SINGAPORE: Asian liquefied natural gas (LNG) prices have risen to their highest since 2014 for this time of the year as demand from China, India and South Korea has surged at the same time several production issues are curbing spot supply.

LNG prices typically peak during the Northern Hemisphere winter amid heating demand and during the summer to fuel power generation, but this year prices have climbed 32 per cent since mid-April to $9.60 per million British thermal units (mBtu) last week and are trading near $10 per mBtu this week.

Asian demand has strengthened this year led by stricter environmental standards, rising economic growth and a colder-than-usual winter. The higher prices could reduce LNG demand as industrial customers may consider alternative fuel sources.

Higher oil prices and China’s continued buying of spot cargoes this year is also supportive, said Kittithat Promthaveepong, a senior analyst at consultancy FGE.

Pakistan and Chinese imports surge 50pc in last five months

“This is driven mainly by three factors: lower domestic gas production due to maintenance at gas fields, industrial demand due to fuel switching away from oil, and early stock building to prepare for the coming winter,” he added.

Beijing has switched some of its residential heating demand to natural gas from coal to reduce notorious air pollution in the country’s north though this has created conflicts with industrial users who face curtailments when supply tightens.

Higher-than-normal temperatures across Asia are also expected to boost LNG prices.

WHERE IS DEMAND FROM : Trade flow data in Thomson Reuters Eikon show Asian LNG imports in January to May this year are nearly 40pc higher than at the same time in 2013, when Reuters started tracking the data, and up by 14pc from last year.

Imports to China and Pakistan during the first five months of 2018 increased over 50pc from last year, while shipments to India, South Korea, Taiwan and Singapore jumped by about 15pc to 30pc.

“Given the strength of Chinese demand last winter, Japanese and Korean ... utilities want to ensure that storage is full before the winter of 2018/2019 to avoid being caught out,” said Nicholas Browne, senior gas analyst at energy consultancy Wood Mackenzie in Singapore.

Japanese and South Korean storage ended the winter at the lowest levels in at least five years, he said. Indian imports have risen due to outages at some coal power plants and low reservoir levels reducing hydro-power generation.

FURTHER UPSIDE: Asian LNG prices could end the year at nearly $12 per mBtu, though higher spot prices could discourage industrial coal to gas switching, said Woodmac’s Browne.

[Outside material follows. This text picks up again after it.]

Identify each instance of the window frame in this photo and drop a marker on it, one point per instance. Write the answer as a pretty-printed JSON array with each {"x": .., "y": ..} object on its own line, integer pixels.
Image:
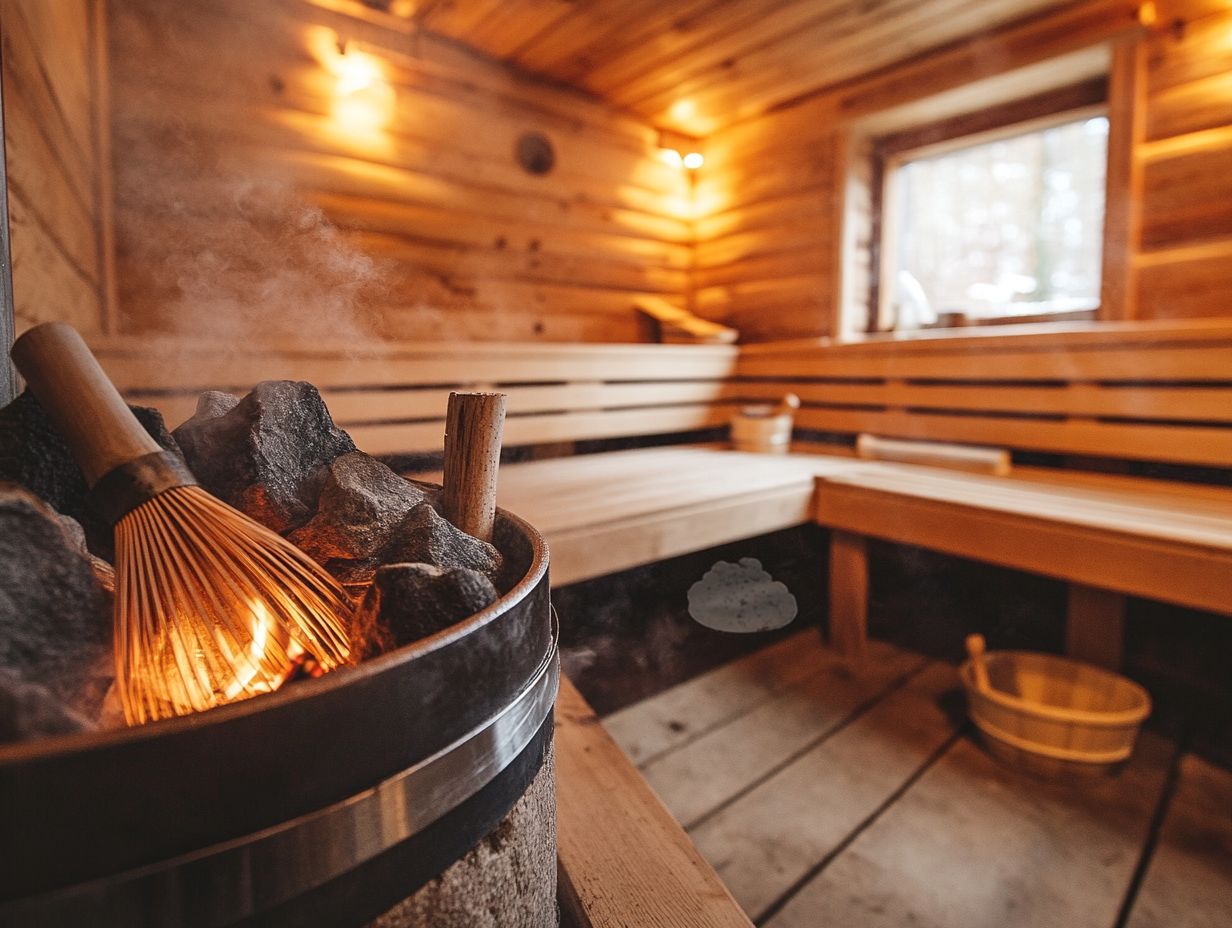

Recent supply issues at LNG export terminals have also driven the price gains.

In Australia, Chevron idled the Train 2 at its Gorgon project for 30 days in May to carry out performance improvements.

Meanwhile in the United States, gas supply into Cheniere Energy’s Sabine Pass liquefaction terminal dropped by one-third to 2 billion cubic feet per day on May 15 and have remained there, according to flow data, indicating maintenance at the plant.

Supply later this year will tighten as Angola LNG is planning maintenance for July at its plant that can export 5.2 million tonnes per year of the fuel.

Still, new supply from Australia and the United States could weigh on spot prices in the second half of the year, said FGE’s Promthaveepong.